Everything from the sandwich to the 'savoury snack' (which seemed to be nuggets of cracker sprinkled with foul-smelling cumin) was, of course, cooled to that frosty airline temperature. Nonetheless, Wheaty devoured the sandwich in about two bites.

Wheaty's rating: 6/10

The dieter's choice: dining gluten-free in the air
Madame Free-From: 500% of your recommended daily vitamin C. And nothing else.
I get it: finding an easy-to-cater replacement for the sandwich (in all its cheap, portable glory) is tricky. But could they really do no better than a platter of near-frozen fruit accompanied by a chaste bottle of water? (Seriously, no juice for the coeliac?)

One airline I flew with got creative and cling-filmed two rice crackers together in lieu of a sandwich and gave that to me. A filling between those two parched wafers would have staved off the serious feeling of dry-mouth, but I was relieved to get something. (It does happen that I'm sorrowfully told there's nothing for me to eat, even if I've informed the airline way in advance.) Some chilly fruit slices aren't much of a meal although they provided a refreshing detox prior to a week of filling my face with Kuala Lumpur's cuisine.

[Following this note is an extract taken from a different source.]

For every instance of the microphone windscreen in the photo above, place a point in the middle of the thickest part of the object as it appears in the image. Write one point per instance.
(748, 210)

My rating: 3/10 (at least they remembered my meal)

The verdict...

Airline caterers, I know you're under pressure. Quick turnarounds, special diets from gluten-free to kosher to the intriguing 'bland meal' option, it's no simple matter to tick every box.

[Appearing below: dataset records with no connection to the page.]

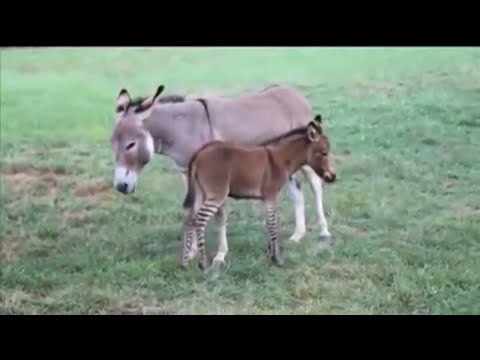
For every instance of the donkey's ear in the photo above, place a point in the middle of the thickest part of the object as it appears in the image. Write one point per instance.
(313, 132)
(150, 100)
(123, 99)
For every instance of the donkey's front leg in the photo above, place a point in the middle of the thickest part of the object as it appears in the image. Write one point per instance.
(316, 186)
(272, 217)
(296, 194)
(192, 251)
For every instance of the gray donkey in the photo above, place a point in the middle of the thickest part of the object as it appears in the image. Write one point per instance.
(176, 127)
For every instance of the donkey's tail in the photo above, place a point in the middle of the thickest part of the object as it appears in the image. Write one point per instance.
(190, 197)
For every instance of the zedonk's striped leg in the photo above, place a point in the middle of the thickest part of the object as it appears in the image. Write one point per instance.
(206, 211)
(188, 233)
(272, 216)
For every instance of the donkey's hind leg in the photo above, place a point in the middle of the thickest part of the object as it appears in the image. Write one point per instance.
(295, 190)
(316, 186)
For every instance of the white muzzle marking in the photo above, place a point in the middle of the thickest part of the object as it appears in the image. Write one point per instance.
(125, 179)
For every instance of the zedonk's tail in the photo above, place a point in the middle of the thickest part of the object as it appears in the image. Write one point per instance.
(190, 197)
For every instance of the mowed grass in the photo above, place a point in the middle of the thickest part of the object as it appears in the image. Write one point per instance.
(404, 125)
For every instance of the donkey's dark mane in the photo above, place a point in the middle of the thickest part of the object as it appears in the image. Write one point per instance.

But it's hard not to feel short-changed when you book an expensive flight months in advance and are treated to a meagre fruit salad while the rest of the plane chows down. Rice cakes, dried fruit and nuts, the zillions of gluten-free carbs out there... they all have long shelf-lives and make great substitutes for wheaty meals if you can't cater something gf from scratch. 'Free from gluten' doesn't mean 'free from everything, just in case': why no orange juice? Why do I have to fight to get that yoghurt? And why so often a vegetarian meal? Lumping together everyone's dietary requirements and witholding your dairy, meat and nuts is, well, nuts.  

Airline catering remains a lucky dip, so for the foreseeable future, my carry-on bag will continue to overflow with bags of M&Ms. And no Wheaty, I won't be sharing.

Which airlines do you think are the best for gluten-free diners? And what is the most meagre gluten-free meal you've had on a flight?